Already esteemed at the London Exhibition of 1851 with two « Council medals », Barbedienne’s firm won at the 1855 Paris Universal Exhibition a medal of honor and eleven cooperator’s medals for the work of his co-workers, such as his designer Louis-Constant Sévin (1821-1888) and his chaser Désiré Attarge (c.1820-1878). The success of Barbedienne’s firm brought him many official commissions, such in about 1860, as Ferdinand Barbedienne (1810-1892) supplied bronzes for furniture for the Pompeian Villa of Prince Napoleon, located avenue Montaigne in Paris. At the London Universal Exhibition of 1862 Barbedienne won medals in three different categories : Furniture, Silversmith work and Artistic bronzes, combining for some pieces with onyx marble and enamel. Barbedienne was not only, with the Parisian silversmith Christofle, one of the leaders of the French Aesthetic Movement in decorative arts, but also the first artist to produce the famous « cloisonné » enamels (see « L’émaillerie moderne », Gazette des Beaux-Arts, Alfred Darcel, t. XXIV, janv.-juin 1868, p° 75-84). At the 1867 Universal Exhibition in his capacity as member of and speaker for the Jury, he was non-contestant, but exhibited nevertheless with great success cloisonné and champlevé enameled pieces. Barbedienne was made an officer of the Légion d’Honneur in 1867 and Commander in 1878 when he was compared with « a prince of industry and the king of bronze casting ». His glory did not decline with the passage of the time for at the Universal Exhibition of 1889 the critics thanked Barbedienne for the example he set for other bronze-casters by the perfection of his bronzes.
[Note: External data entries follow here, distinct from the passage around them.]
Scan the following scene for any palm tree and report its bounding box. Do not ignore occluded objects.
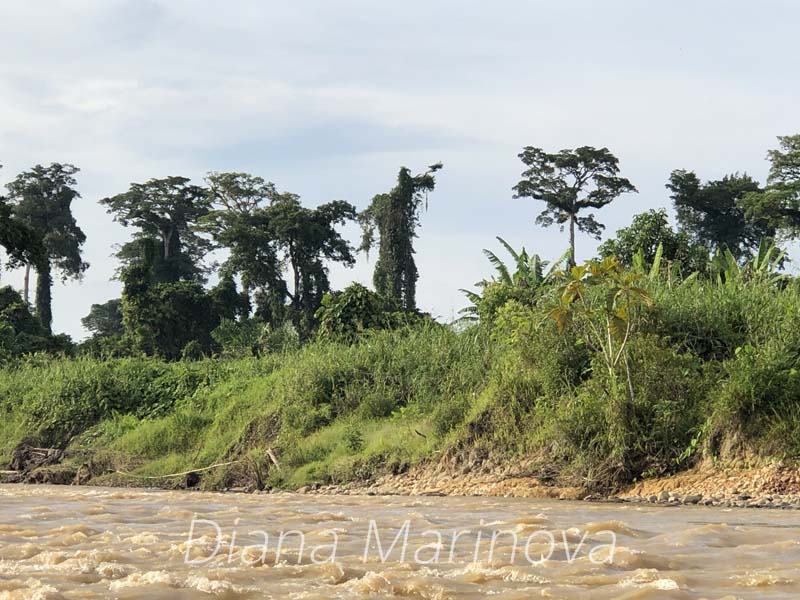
[459,236,569,321]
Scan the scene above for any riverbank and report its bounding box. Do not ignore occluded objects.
[0,280,800,506]
[0,446,800,510]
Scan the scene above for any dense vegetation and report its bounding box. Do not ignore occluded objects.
[0,136,800,489]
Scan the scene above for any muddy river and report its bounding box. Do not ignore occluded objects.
[0,485,800,600]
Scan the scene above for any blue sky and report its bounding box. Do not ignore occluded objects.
[0,0,800,338]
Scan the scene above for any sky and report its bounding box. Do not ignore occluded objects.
[0,0,800,339]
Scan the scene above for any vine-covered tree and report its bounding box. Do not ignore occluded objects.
[513,146,637,265]
[268,194,356,333]
[740,134,800,239]
[6,163,89,333]
[667,170,775,259]
[0,165,45,269]
[203,173,285,316]
[100,176,211,282]
[81,298,124,337]
[359,163,442,310]
[597,208,708,272]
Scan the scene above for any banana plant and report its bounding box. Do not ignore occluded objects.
[709,239,787,285]
[460,236,569,321]
[550,256,653,400]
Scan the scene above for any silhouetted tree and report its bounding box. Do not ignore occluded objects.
[513,146,637,265]
[6,163,89,333]
[359,163,442,310]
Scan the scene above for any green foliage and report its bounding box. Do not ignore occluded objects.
[597,208,708,274]
[359,163,442,311]
[739,134,800,239]
[316,283,422,342]
[461,237,567,322]
[6,163,89,333]
[514,146,637,265]
[0,286,53,362]
[100,176,210,283]
[122,281,219,360]
[666,170,775,260]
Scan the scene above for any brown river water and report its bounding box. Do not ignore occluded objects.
[0,485,800,600]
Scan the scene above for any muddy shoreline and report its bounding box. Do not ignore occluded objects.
[0,454,800,510]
« L’Exposition universelle de 1889 : l’exemple de Barbedienne », Catherine Chevillot, in Revue de l’Art, 1992, n°95.
Catalogue de l’exposition : « L’art en France sous le Second Empire », Grand-Palais, Paris 1979.
Catalogue de l’Exposition Universelle, les Beaux-Arts et les Arts décoratifs, t. I : l’Art moderne, Paris, 1878.
Catalogue de l’Exposition Universelle, les Beaux-Arts et les Arts décoratifs, Paris, 1889.